Da allora sono passati molti decenni, ma ancora troppo poco si è fatto affinché la Costituzione potesse diventare per tutti “punto di riferimento e di chiarimento”, come scrisse Giuseppe Dossetti. Ad esempio, nel 2008 è stata approvata la legge n. 169 su “Cittadinanza e Costituzione”, ma che ha trovato scarsa applicazione ed ha prodotto pochi risultati concreti.
L’iniziativa più recente è dell’Associazione Nazionale Comuni Italiani, che pochi mesi fa ha presentato una proposta di legge di iniziativa popolare “per introduzione dell’insegnamento di educazione alla cittadinanza” in tutte le scuole. Nell’introduzione al testo della legge l’ANCI sottolinea che “questa proposta non vuole in nulla sminuire quanto già in opera negli ordinamenti scolastici, ma vuole esprimere il sentire comune a tanti sindaci e amministratori locali che avvertono tutta l’urgenza di operare per una maggior diffusione del senso di appartenenza alla comunità dei cittadini e delle cittadine italiane”.
Di recente non sono mancate le critiche all’iniziativa dell’Associazione dei Comuni, sia per il merito sia per il metodo, da parte di chi concepisce l’educazione civica come una competenza trasversale a tutte le discipline insegnate e di chi critica lo scarso impegno manifestato finora dai sindaci nella raccolta delle firme in calce alla proposta di legge (c’è tempo fino al 5 gennaio 2019 recandosi nel comune di residenza).
In realtà, leggendo con attenzione la proposta dell’ANCI è più aperta di come viene descritta dai detrattori, poiché nel testo si prevede l’istituzione di una commissione ad hoc per elaborare “gli obiettivi specifici di apprendimento e provvedere alla corretta collocazione dell’insegnamento in seno ai curricula e ai piani di studio dei diversi cicli di istruzione, nonché di optare per l’aggiunta di un’ora ai curricula o per la sua individuazione nell’ambito degli orari di italiano, storia, filosofia, diritto”. Anche lo scarso impegno di molti sindaci, che hanno utilizzato la proposta di legge come fiore all’occhiello su una giacca accantonata dopo la conferenza stampa di presentazione, non pare un buon motivo per affossare una proposta che in definitiva dovrebbe essere sostenuta anzitutto dai cittadini e dalla società che vuole definirsi civile.

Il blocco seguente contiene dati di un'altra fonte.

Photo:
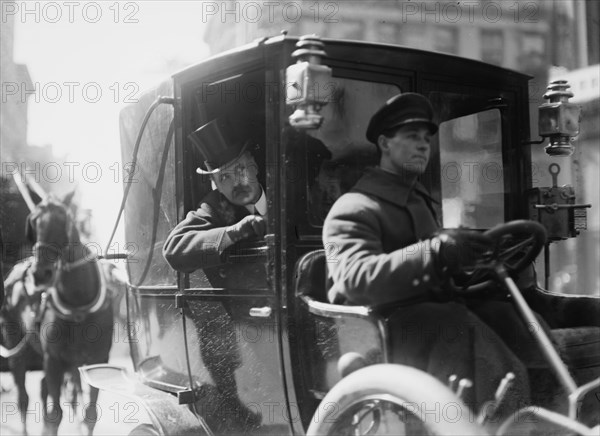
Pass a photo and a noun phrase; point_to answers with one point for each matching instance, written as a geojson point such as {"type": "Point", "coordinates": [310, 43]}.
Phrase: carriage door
{"type": "Point", "coordinates": [155, 324]}
{"type": "Point", "coordinates": [230, 310]}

Luciano Corradini, noto pedagogista, già sottosegretario al MIUR, sostiene che “la proposta dell’Anci offre un’opportunità per ritentare di comporre un puzzle dotato delle splendide tessere di un mosaico per lo più ignorato nella sua bellezza e nel suo valore. Non è un referendum pro o contro un personaggio o un partito politico, ma un libero atto sovrano che si propone di impegnare lo Stato a dare ai ragazzi un nutrimento sano, il meglio che ci abbiano consegnato i nostri bisnonni dopo il disastro della guerra”.

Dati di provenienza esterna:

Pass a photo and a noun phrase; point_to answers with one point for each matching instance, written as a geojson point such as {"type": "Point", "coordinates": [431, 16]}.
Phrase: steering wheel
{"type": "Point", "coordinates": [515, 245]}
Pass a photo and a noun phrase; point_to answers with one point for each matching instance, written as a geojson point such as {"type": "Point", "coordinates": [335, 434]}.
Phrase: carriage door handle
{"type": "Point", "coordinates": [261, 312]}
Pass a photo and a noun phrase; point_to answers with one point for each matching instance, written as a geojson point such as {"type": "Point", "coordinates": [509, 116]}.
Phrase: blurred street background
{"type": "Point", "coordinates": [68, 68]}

Oltre alla proposta dell’ANCI è stata resa nota una prima ipotesi di riforma dell’esame di maturità al termine del ciclo delle scuole superiori: la prova orale dovrebbe comprendere anche la materia “cittadinanza e Costituzione”. Le modalità effettive con cui conseguire gli obiettivi dell’educazione alla convivenza civile verranno affidate “ai docenti, collegialmente e individualmente”, attraverso la promozione di attività innovative o la valorizzazione degli insegnamenti tradizionali. Insomma, molto è ancora da definire, ma la scelta di verificare le competenze delle studentesse e degli studenti sul diritto-dovere di partecipare alla vita della “res pubblica” si può considerare sicuramente un passo in avanti positivo.
Aldo Moro, pensando ai giovani, sottolineava la necessità di “pulire il futuro”. Far entrare con maggior rilievo la Costituzione e l’educazione alla cittadinanza nelle scuole è una finestra aperta sul quel futuro.